By the way, you mention your machines running Windows 7, mine are too. So, this might be a lead?
My setup is:
Server: Windows Server 2008 x86, Deadline Repository, Domain Controller
Nodes (5): Windows 7 Professional x64, all machines are in the domain and have full access to the repository. I mainly run 3ds Max 2010 x64 and Nuke 6.1v1 x64
Deadline: latest build, Pulse running on the server where the repository sits.
LAN: 1Gbps
This error occurs when the slave is unable to update its “state” file in the repository, which we call the “slaveInfo” file. These files exist in \your\repository\slaves[SLAVE NAME]. When it is unable to write to this file, it prints out the error message you’re seeing, along with the reason it failed. In this case, it’s failing because it thinks another process has locked that file down.
Normally, if this only happens a few times, it’s not a cause for concern, as this should have no impact on the actual rendering. However, if it’s a chronic problem where the slave can’t update its slaveInfo for a while, then this can lead to Deadline detecting the slave as stalled and requeuing its current task. This can result in lost render time. Please let us know which case it is for you.
If it’s the latter, a good start is to figure out when the problem occurs. For example:
Is it always at the same time each day?
Does it only happen when a slave is rendering? What do the system resources look like when this is occurring? If CPU and RAM are completely maxed out, that could impact the slave’s ability to update this file.

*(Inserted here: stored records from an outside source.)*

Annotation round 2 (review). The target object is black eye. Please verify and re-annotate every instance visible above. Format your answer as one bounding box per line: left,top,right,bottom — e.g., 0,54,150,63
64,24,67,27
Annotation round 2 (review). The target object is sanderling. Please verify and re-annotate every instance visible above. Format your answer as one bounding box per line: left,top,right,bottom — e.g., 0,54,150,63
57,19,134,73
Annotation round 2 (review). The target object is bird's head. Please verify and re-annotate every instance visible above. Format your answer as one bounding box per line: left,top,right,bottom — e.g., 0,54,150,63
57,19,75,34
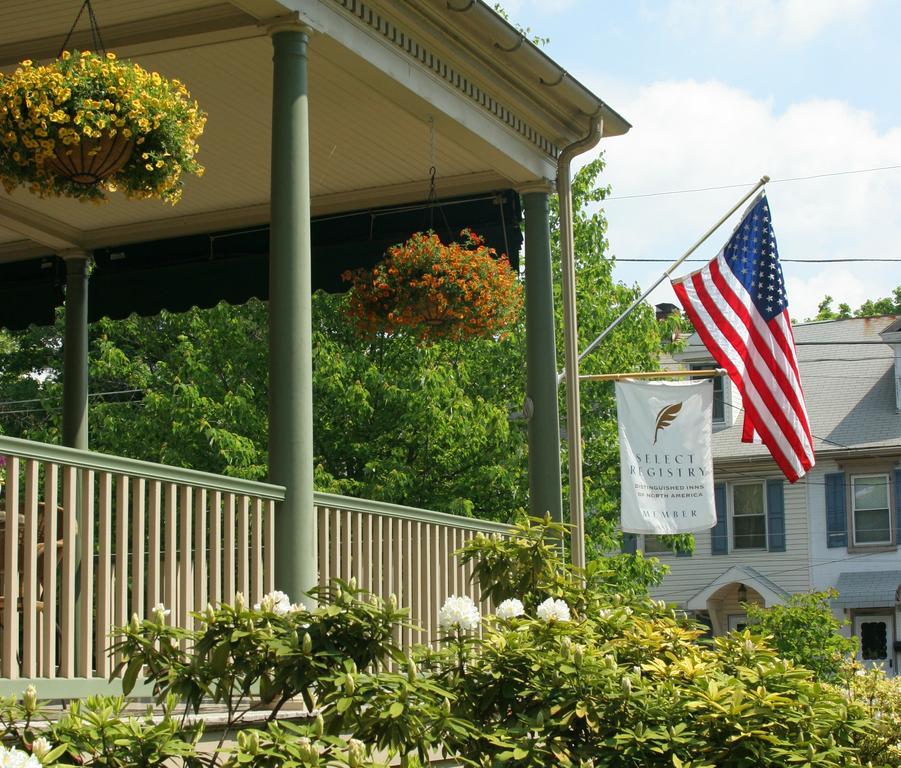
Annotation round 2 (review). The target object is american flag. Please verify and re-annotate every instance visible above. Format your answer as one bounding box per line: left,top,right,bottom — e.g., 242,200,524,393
673,192,814,483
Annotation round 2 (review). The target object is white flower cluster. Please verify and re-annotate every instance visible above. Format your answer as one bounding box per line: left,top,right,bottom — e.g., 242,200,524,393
0,739,46,768
535,597,569,624
253,589,298,616
495,597,526,620
438,595,482,632
31,736,53,760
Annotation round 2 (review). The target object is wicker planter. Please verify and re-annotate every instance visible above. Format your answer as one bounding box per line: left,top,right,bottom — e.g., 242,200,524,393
46,133,135,186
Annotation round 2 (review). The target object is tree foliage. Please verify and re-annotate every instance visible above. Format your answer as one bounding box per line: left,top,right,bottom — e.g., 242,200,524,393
808,285,901,321
0,159,675,540
746,590,857,682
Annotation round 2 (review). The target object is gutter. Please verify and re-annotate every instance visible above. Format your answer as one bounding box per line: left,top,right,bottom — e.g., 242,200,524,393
557,114,604,568
446,0,632,136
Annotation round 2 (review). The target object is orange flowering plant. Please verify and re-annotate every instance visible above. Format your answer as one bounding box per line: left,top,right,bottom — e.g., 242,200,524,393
0,51,206,204
342,229,522,342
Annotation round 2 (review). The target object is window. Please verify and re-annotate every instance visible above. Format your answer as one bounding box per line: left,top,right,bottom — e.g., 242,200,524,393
642,533,673,555
851,475,892,545
691,363,726,424
732,483,766,549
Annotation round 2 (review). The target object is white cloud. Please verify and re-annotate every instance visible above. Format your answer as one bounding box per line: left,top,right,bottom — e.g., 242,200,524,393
580,76,901,319
642,0,873,43
489,0,579,21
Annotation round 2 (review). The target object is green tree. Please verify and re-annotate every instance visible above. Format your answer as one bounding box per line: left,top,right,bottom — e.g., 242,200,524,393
808,285,901,322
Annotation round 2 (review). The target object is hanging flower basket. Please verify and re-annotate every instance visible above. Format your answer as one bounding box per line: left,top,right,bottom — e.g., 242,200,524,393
0,51,206,204
342,230,522,342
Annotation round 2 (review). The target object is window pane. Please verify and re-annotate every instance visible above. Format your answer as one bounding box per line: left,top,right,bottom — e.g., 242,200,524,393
713,376,726,421
691,368,726,422
860,621,888,660
854,509,892,544
732,515,766,549
732,483,763,515
854,475,888,509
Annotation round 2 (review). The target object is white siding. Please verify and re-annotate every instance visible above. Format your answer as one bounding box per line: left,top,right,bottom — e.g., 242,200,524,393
653,473,810,605
807,461,901,590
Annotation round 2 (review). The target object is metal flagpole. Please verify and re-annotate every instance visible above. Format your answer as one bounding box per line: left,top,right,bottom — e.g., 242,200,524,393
579,368,727,381
557,176,770,383
557,176,770,568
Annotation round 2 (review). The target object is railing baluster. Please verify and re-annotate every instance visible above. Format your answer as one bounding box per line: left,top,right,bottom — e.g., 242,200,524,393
144,480,163,617
316,507,329,587
338,509,353,581
328,509,343,585
0,456,19,678
194,488,207,611
59,467,78,677
263,499,272,602
250,498,260,603
163,483,178,625
238,496,253,606
178,485,194,648
359,512,373,592
75,469,98,677
20,459,38,678
222,493,236,605
209,491,222,606
401,520,416,648
40,463,62,677
96,472,113,677
113,475,129,665
131,477,149,621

I seem to be having this very issue on one of my render machines. I thought it might be a permissions issue but after checking everything is in order. I even uninstalled the client, re-installed and am up agianst the same issue. Any ideas on why I might be coming across this error?
Slave - Exception:Failed to update salveinfo: The process cannot access the file because it is being used by another process.
Slave - No slave update eroor notification address specified in Repository Options - cannot send notification
The occurrence of this issue should be a lot less in the upcoming Deadline 5.0 release. The standard protocol for updating xml files (like the slave info file) is to make multiple attempts to write the file in case it’s locked for a brief second. In the case of the slave info, we weren’t doing this, so a single failed attempt resulted in the error message you’re seeing. In Deadline 5.0, multiple attempts will be made, so the chances of this problem occurring are a lot less.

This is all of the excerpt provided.